Copyright 2017 - Clinical Commissioning Groups Association

Cuts to pharmacy funding will impact other parts of the system - the National Pharmacy Association

In recent years, community pharmacy has expanded its role, and now provides a wide range of medicines services and public health services (NHS and non-NHS), within easy reach of the people who need them most. 96% of people can get to a pharmacy within 20 minutes by walking or using public transport.  Most pharmacies now have consultation rooms, where patients can talk with the pharmacist without being overheard.  Local pharmacies also ensure people can get face-to-face, healthcare professional advice without an appointment, thereby absorbing demand that would otherwise press on general practice and other parts of the health and social care system.

Unfortunately, local pharmacies are under pressure from severe NHS funding cuts, being imposed from December 2016. The Department of Health has imposed a two-year funding package on community pharmacy, with a £113 million reduction in funding in 2016/17.  Pharmacies will see their funding for December 2016 to March 2017 fall by an average of 12% compared with current levels. 

The long term result, if there is no change of policy direction, is likely to be pharmacy closures and concomitant impacts on patient care and public health.  There could also be far more immediate effects – with access to pharmaceutical care beginning to reduce in the coming months, adding significantly to winter pressures on the NHS. 

About three quarters of independent pharmacies fear that they will have to reduce services to some extent before April 2017, i.e. during this coming winter, because of the cash flow challenges presented by frontloaded cuts.  Many community pharmacies have few options to reduce their cost base quickly beyond cutting staff levels and reducing opening hours.  This is bound to add to winter pressures on other parts of the health service, such as General Practice and A&E. 

The cuts will begin to take effect just as pharmacies are entering the busiest period of the year, as well as this being the busiest period of the year for other parts of the health service.

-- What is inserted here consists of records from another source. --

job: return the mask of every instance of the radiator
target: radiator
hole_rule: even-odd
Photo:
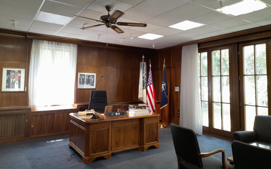
[[[0,115],[0,139],[24,136],[26,114]]]

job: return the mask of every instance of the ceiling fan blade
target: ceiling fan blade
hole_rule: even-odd
[[[120,11],[116,10],[109,18],[110,19],[113,18],[114,20],[116,20],[118,18],[123,15],[124,13]]]
[[[96,19],[92,19],[91,18],[87,18],[86,17],[84,17],[83,16],[77,16],[77,15],[73,15],[72,14],[70,14],[70,15],[71,15],[73,16],[77,16],[77,17],[79,17],[80,18],[84,18],[85,19],[89,19],[90,20],[92,20],[93,21],[97,21],[97,22],[101,22],[101,21],[99,20],[97,20]]]
[[[84,28],[80,28],[80,29],[87,29],[88,28],[93,28],[93,27],[96,27],[96,26],[100,26],[101,25],[104,25],[105,24],[98,24],[98,25],[93,25],[93,26],[88,26],[87,27],[85,27]]]
[[[130,22],[117,22],[116,24],[120,26],[140,26],[146,27],[147,24],[140,24],[138,23],[130,23]]]
[[[117,26],[115,26],[115,25],[112,26],[111,26],[111,28],[119,33],[122,33],[124,32],[122,31],[122,30],[119,28]]]

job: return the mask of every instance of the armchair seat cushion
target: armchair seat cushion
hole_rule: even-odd
[[[202,158],[203,168],[204,169],[222,169],[222,163],[221,160],[213,156],[211,156],[207,157]],[[199,168],[183,160],[179,161],[180,169],[198,169]],[[234,168],[228,162],[227,162],[227,165],[229,169],[233,169]]]

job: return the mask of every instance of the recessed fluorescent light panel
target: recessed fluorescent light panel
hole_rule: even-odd
[[[181,22],[172,25],[169,27],[185,31],[194,28],[198,27],[203,25],[203,24],[197,23],[197,22],[191,22],[189,21],[185,21]]]
[[[138,36],[137,37],[142,38],[142,39],[149,39],[149,40],[153,40],[154,39],[161,37],[163,36],[164,36],[162,35],[159,35],[156,34],[148,33],[143,35],[141,35],[141,36]]]
[[[70,17],[40,12],[36,20],[64,25],[67,24],[72,19],[72,18]]]
[[[217,10],[234,16],[245,14],[267,7],[265,4],[255,0],[244,0],[242,1],[217,9]]]

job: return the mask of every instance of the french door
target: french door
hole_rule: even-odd
[[[255,115],[270,115],[267,44],[264,40],[239,46],[242,130],[253,130]]]
[[[204,131],[231,137],[231,47],[199,50],[199,77]]]

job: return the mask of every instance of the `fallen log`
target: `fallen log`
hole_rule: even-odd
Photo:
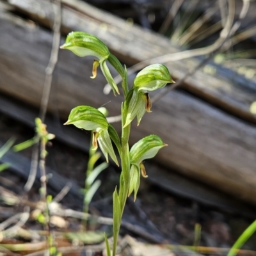
[[[36,22],[51,28],[53,24],[52,5],[47,0],[7,0],[16,11],[25,13]],[[180,49],[159,34],[131,25],[125,20],[97,9],[80,0],[63,0],[61,32],[84,31],[102,40],[110,50],[125,64],[134,65],[145,60]],[[183,77],[189,68],[196,67],[196,58],[169,61],[167,67],[175,79]],[[154,62],[155,63],[155,62]],[[189,92],[210,102],[232,115],[256,123],[250,107],[256,98],[256,79],[250,80],[234,71],[209,63],[207,70],[198,70],[184,83]]]
[[[51,48],[51,33],[8,13],[1,16],[0,31],[4,35],[0,38],[1,91],[38,106]],[[102,94],[102,76],[99,74],[92,80],[86,71],[90,72],[92,64],[92,60],[60,52],[49,111],[58,111],[67,120],[76,106],[99,107],[111,100],[106,107],[112,115],[119,114],[122,97]],[[163,164],[256,203],[253,125],[180,91],[168,93],[152,110],[133,130],[132,143],[157,134],[169,145],[156,158]]]

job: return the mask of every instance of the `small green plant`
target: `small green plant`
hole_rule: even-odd
[[[107,116],[108,111],[105,108],[100,108],[98,109],[104,116]],[[93,138],[93,132],[95,131],[92,131],[92,139]],[[93,141],[91,139],[91,145],[89,150],[89,161],[87,164],[87,170],[86,172],[86,179],[84,182],[84,205],[83,205],[83,212],[84,213],[88,213],[89,211],[89,204],[92,201],[92,199],[98,190],[98,188],[100,186],[101,182],[100,180],[95,180],[98,175],[104,170],[108,168],[108,164],[106,162],[104,162],[99,165],[95,166],[97,161],[101,157],[101,154],[97,151],[97,147],[93,146]],[[87,219],[84,220],[84,228],[86,230],[87,226]]]
[[[48,132],[46,125],[43,124],[39,118],[35,118],[35,136],[30,140],[16,145],[13,147],[13,150],[15,152],[18,152],[37,143],[40,145],[39,167],[41,171],[41,188],[40,188],[40,193],[41,200],[44,204],[42,209],[37,212],[35,217],[39,223],[44,226],[45,230],[48,233],[47,246],[49,255],[51,256],[61,256],[61,253],[58,253],[56,248],[54,244],[54,239],[51,232],[49,205],[52,202],[52,197],[51,195],[47,195],[47,177],[45,172],[45,158],[47,155],[46,145],[50,140],[55,138],[55,135]]]
[[[7,152],[12,148],[14,144],[15,139],[11,138],[8,140],[4,145],[0,148],[0,160],[7,153]],[[3,163],[0,164],[0,172],[8,169],[10,164],[8,163]]]
[[[244,244],[247,240],[256,231],[256,220],[254,221],[238,237],[237,240],[232,246],[227,256],[236,256],[239,250]]]
[[[97,76],[97,68],[101,70],[115,95],[120,94],[118,88],[109,72],[107,61],[122,78],[122,87],[124,101],[121,106],[122,134],[120,139],[115,128],[108,122],[105,116],[98,109],[89,106],[79,106],[74,108],[65,125],[73,124],[79,129],[93,131],[92,144],[100,148],[107,162],[108,155],[119,166],[112,142],[117,148],[121,159],[122,172],[118,191],[113,193],[113,244],[112,255],[116,255],[117,239],[126,200],[132,192],[136,200],[140,186],[140,173],[147,177],[143,161],[156,156],[159,150],[166,146],[156,135],[149,135],[138,141],[129,149],[129,138],[131,123],[137,117],[138,125],[146,111],[151,112],[151,102],[148,91],[163,88],[167,83],[174,83],[168,68],[161,64],[151,65],[136,76],[132,86],[129,88],[125,67],[123,67],[107,46],[97,37],[84,32],[71,32],[68,34],[62,49],[72,51],[80,57],[93,56],[97,58],[93,62],[93,76]],[[108,256],[111,250],[106,237]]]

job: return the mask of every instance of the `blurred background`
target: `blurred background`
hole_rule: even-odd
[[[250,0],[0,0],[0,145],[33,138],[40,117],[56,135],[47,147],[49,193],[72,184],[62,207],[81,211],[90,133],[63,124],[77,106],[104,106],[120,132],[123,96],[109,93],[100,72],[90,78],[93,58],[60,45],[72,31],[95,35],[127,66],[131,86],[147,65],[164,64],[176,87],[150,92],[152,113],[132,124],[131,145],[156,134],[169,146],[145,162],[148,178],[128,203],[124,221],[140,231],[127,225],[121,234],[225,255],[218,248],[230,247],[256,212],[255,12]],[[6,206],[6,191],[39,200],[39,172],[24,188],[35,150],[1,156],[10,164],[0,173],[1,207],[8,210],[2,221],[20,211]],[[111,217],[120,171],[110,163],[100,173],[91,213]],[[67,230],[79,229],[67,221]],[[252,237],[244,249],[255,244]]]

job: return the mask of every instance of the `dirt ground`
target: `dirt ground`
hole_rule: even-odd
[[[11,137],[15,137],[17,143],[21,142],[33,136],[32,129],[3,114],[0,115],[0,141],[1,142],[6,141]],[[47,165],[83,188],[85,179],[84,171],[88,161],[86,153],[63,145],[57,140],[52,141],[51,147],[48,148],[48,152]],[[30,148],[20,154],[29,158],[31,153]],[[98,214],[111,216],[112,207],[108,203],[108,206],[110,207],[109,209],[106,207],[104,211],[102,211],[100,210],[100,207],[99,207],[99,205],[100,204],[100,202],[104,202],[104,198],[111,197],[115,186],[118,182],[118,172],[115,168],[110,166],[100,174],[99,178],[102,180],[102,185],[94,196],[94,203],[91,208],[93,213],[96,212]],[[3,182],[3,178],[7,179],[12,183],[14,182],[16,184],[15,188],[13,188],[14,192],[18,194],[22,193],[23,186],[26,182],[24,177],[20,177],[8,170],[4,170],[0,173],[0,182],[1,186],[6,187],[6,184]],[[39,182],[37,181],[33,189],[29,193],[29,200],[32,201],[38,200],[38,185]],[[7,188],[9,189],[11,189],[10,186],[7,186]],[[54,193],[56,193],[51,188],[49,188],[49,193],[52,193],[53,195]],[[131,204],[130,202],[129,204]],[[81,211],[83,202],[82,200],[78,200],[75,203],[72,197],[67,196],[61,201],[61,204],[63,207]],[[156,230],[159,231],[157,234],[163,237],[164,243],[175,242],[186,246],[194,244],[196,223],[200,225],[198,227],[202,228],[201,231],[199,232],[200,246],[228,248],[253,221],[253,220],[246,219],[243,216],[237,216],[232,212],[227,213],[221,209],[210,208],[195,201],[172,195],[150,184],[146,180],[142,182],[135,205],[136,209],[139,209],[139,212],[141,213],[144,212],[145,215],[140,218],[142,218],[144,221],[147,219],[153,223]],[[140,221],[140,218],[138,219],[136,217],[138,212],[134,212],[132,207],[129,211],[127,215],[134,215],[134,218],[137,220],[135,220],[134,224],[139,225]],[[131,219],[127,220],[129,221],[129,220]],[[3,220],[3,219],[1,221]],[[78,228],[78,227],[77,222],[77,225],[70,224],[70,228]],[[147,232],[152,232],[152,229],[147,230],[146,228]],[[131,232],[125,228],[122,230],[121,235],[124,236],[127,233],[139,239],[144,239],[147,241],[147,239],[141,237],[140,234]],[[154,237],[154,234],[150,234],[150,235]],[[252,237],[244,245],[244,248],[256,250],[256,237]]]

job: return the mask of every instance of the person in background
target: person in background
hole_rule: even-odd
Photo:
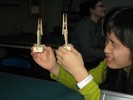
[[[89,71],[73,46],[71,50],[59,47],[56,57],[52,48],[46,46],[43,53],[31,55],[50,72],[52,79],[80,92],[85,100],[100,100],[102,89],[133,94],[133,7],[109,11],[104,32],[105,59]]]
[[[105,57],[105,37],[101,35],[105,7],[102,0],[88,0],[80,11],[82,19],[70,32],[70,42],[82,54],[86,67],[96,66]]]

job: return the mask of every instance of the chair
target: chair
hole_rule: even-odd
[[[19,69],[30,69],[30,63],[20,57],[5,57],[0,60],[0,65],[4,67],[19,68]]]

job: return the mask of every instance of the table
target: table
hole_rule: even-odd
[[[84,100],[64,85],[0,72],[0,100]]]
[[[36,43],[36,39],[35,34],[29,33],[3,35],[0,36],[0,47],[30,49]],[[64,44],[64,40],[61,36],[43,36],[42,44],[57,49]]]

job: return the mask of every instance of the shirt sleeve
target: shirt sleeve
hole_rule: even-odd
[[[64,84],[65,86],[79,91],[81,95],[84,96],[85,100],[99,100],[101,95],[101,90],[99,88],[99,83],[103,81],[103,72],[106,69],[106,61],[100,63],[97,68],[94,68],[89,71],[89,73],[93,76],[93,80],[91,80],[88,84],[86,84],[82,89],[77,87],[77,81],[74,77],[69,74],[65,69],[60,66],[60,71],[57,76],[54,76],[52,73],[50,74],[51,78]]]

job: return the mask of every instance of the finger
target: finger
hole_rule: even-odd
[[[71,47],[71,52],[73,52],[76,55],[80,54],[74,47]]]

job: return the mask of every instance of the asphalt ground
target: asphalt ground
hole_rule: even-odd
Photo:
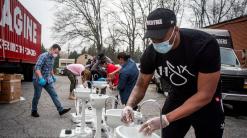
[[[75,112],[74,101],[68,100],[69,80],[66,76],[57,76],[55,84],[57,94],[64,108],[72,108]],[[144,100],[155,99],[162,106],[165,96],[155,91],[156,86],[150,84]],[[0,138],[56,138],[62,129],[73,129],[75,124],[70,119],[70,114],[60,116],[48,93],[43,90],[39,101],[39,118],[30,116],[33,97],[33,85],[31,82],[22,82],[22,97],[25,100],[12,104],[0,104]],[[246,111],[246,106],[243,106]],[[158,116],[159,110],[154,104],[146,104],[142,108],[142,114],[146,118]],[[247,137],[247,115],[245,113],[232,113],[227,109],[225,120],[224,138]],[[159,133],[159,131],[157,131]],[[179,130],[178,130],[179,133]],[[189,130],[186,138],[195,138],[193,128]]]

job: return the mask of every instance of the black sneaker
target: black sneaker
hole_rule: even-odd
[[[32,111],[31,116],[32,117],[39,117],[39,113],[37,111]]]
[[[70,109],[71,109],[71,108],[63,109],[62,111],[59,112],[59,115],[63,115],[63,114],[65,114],[65,113],[69,112]]]

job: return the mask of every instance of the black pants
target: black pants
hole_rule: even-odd
[[[169,113],[181,104],[182,102],[168,97],[162,112],[163,114]],[[164,128],[162,138],[183,138],[191,126],[194,128],[197,138],[222,138],[225,119],[222,107],[221,101],[214,98],[211,103],[199,111],[174,121]]]

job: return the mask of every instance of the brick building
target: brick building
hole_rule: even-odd
[[[242,51],[243,49],[247,51],[247,15],[210,25],[205,28],[229,30],[232,36],[234,50],[241,60],[241,63],[244,63],[242,60]]]

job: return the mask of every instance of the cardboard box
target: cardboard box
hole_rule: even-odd
[[[0,103],[13,103],[20,100],[21,80],[3,80],[1,86]]]

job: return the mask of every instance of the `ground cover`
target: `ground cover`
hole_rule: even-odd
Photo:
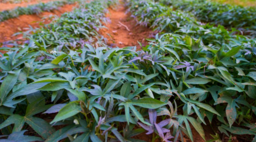
[[[199,20],[238,29],[255,35],[256,10],[252,7],[223,4],[205,0],[166,1],[162,2],[191,12]]]
[[[244,7],[256,6],[255,0],[213,0],[213,1],[223,4],[229,4],[234,5],[239,5]]]
[[[108,13],[116,2],[82,3],[1,48],[1,137],[204,141],[206,126],[209,141],[255,141],[255,39],[151,1]]]
[[[18,7],[13,10],[0,12],[0,22],[13,18],[22,15],[38,14],[43,12],[51,12],[58,10],[60,7],[67,4],[74,3],[75,0],[62,0],[50,1],[47,3],[40,3],[26,7]]]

The immediate concern is for service levels over the crucial winter period when demand is at its highest because of seasonal illness.  Local pharmacies play a crucial role in soaking up pressure on General Practice, by providing support for self care, offering health advice, urgent medicines, and opening extended hours. 

It has been calculated that 3% of all A&E consultations and 5.5% of GP consultations could be managed in community pharmacies – which amounts to 650,000 visits to A&E and 18million GP consultations.  Based on these figures, treating common ailments such as coughs, colds, and sore throats costs the NHS an extra £1.1billion a year when patients are treated at A&E or GP practices rather than community pharmacies. 

Research commissioned by the National Pharmacy Association (Quadrangle, Feb 2016) shows that there will be a considerable knock-on effect to other parts of the health system if access to pharmacies diminishes. Two in five people (41%) said they would go their GP if it became more difficult to access their local pharmacy for the treatment of common conditions. 28% would go to an NHS walk-in centre, call 111 or 999 or visit A&E, putting even more pressure on stretched NHS services. Treatment via such settings is considerably more expensive than in a community pharmacy. 

A better future is possible. The National Pharmacy Association believes that the right approach should maximise patient choice, protect the most vulnerable people and populations, ensure people can continue to get their medicines when and where they need them, and take pressure off overstretched GP and hospital services.